TLDR: I am writing a newsletter now because social media does not net positive for me. Join me Tuesday for a book event on zoom with DC Public Libraries!
David and Khalil are at the park. And just now, while meditating, my sadness about Ruth Bader Ginsberg’s death sat heavy on my chest. Craving solidarity, and not knowing which friends were awake and available to commiserate, I turned to Twitter to find like-minded mourners. Sure enough, my feed revealed resonant grief, hope, and motivation—but then I found myself, 10 minutes later, down a rabbit hole of disability activist infighting. I paused my reading and, looking around my room, blinking, felt as if I had been teleported back from twitterland to my bedroom. My body felt anxious and tense and my brain felt both sluggish and wired.
After spending the last week avoiding social media and limiting phone use, it was striking to observe how my body and brain change when I exit myself and enter the world of my phone screen. Thanks to the recently released Netflix documentary, The Social Dilemma, my attempt to avoid social media is now motivated by both my mental health and social justice. (Also, of course, collective mental health does contribute to social equity.)
While, arguably, the documentary does not exhaustively examine the history and impact of social media—and no watchable feature documentary could do that—it does, quite convincingly, drive home the point that the addictive nature of Instagram, Twitter, and Facebook isn’t due to our own motivational or behavioral shortcomings but is, instead, a deliberate feature. More time spent scrolling = more advertisements seen = more revenue for the platforms. These platforms encourage our addiction in ways that are personally and politically dangerous, including disinformation, conspiracy theories, and political siloing.
I’ve been writing over the past year and I love it.

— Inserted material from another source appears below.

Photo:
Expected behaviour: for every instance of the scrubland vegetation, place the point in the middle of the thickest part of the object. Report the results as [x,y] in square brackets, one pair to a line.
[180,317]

I hope to release a book in the next year or so but, according to most of the advice I’ve been given, I need a social media platform in order to be a viable investment for a publisher. I’ve tried, but I just cannot make myself excited about spending my time and energy in that way. Thankfully, my friend and fellow writer, Erin, suggested that I write a newsletter. Her suggestion felt right in all of the ways that a verified Instagram account felt wrong. So here we are.
I will be using these newsletters (1-4 each month), instead, to share updates on advocacy work, my writing, our family, what I’m reading, and what I’m thinking. Future newsletters will be far less meta.
So, updates:
Our family has been in Canada for almost 2 months and it feels totally surreal. Most days, either David or I look at the other and say, “Can you believe we live in Canada?!” We have been settling in, finding housing, opening bank accounts, and exploring waterfront parks.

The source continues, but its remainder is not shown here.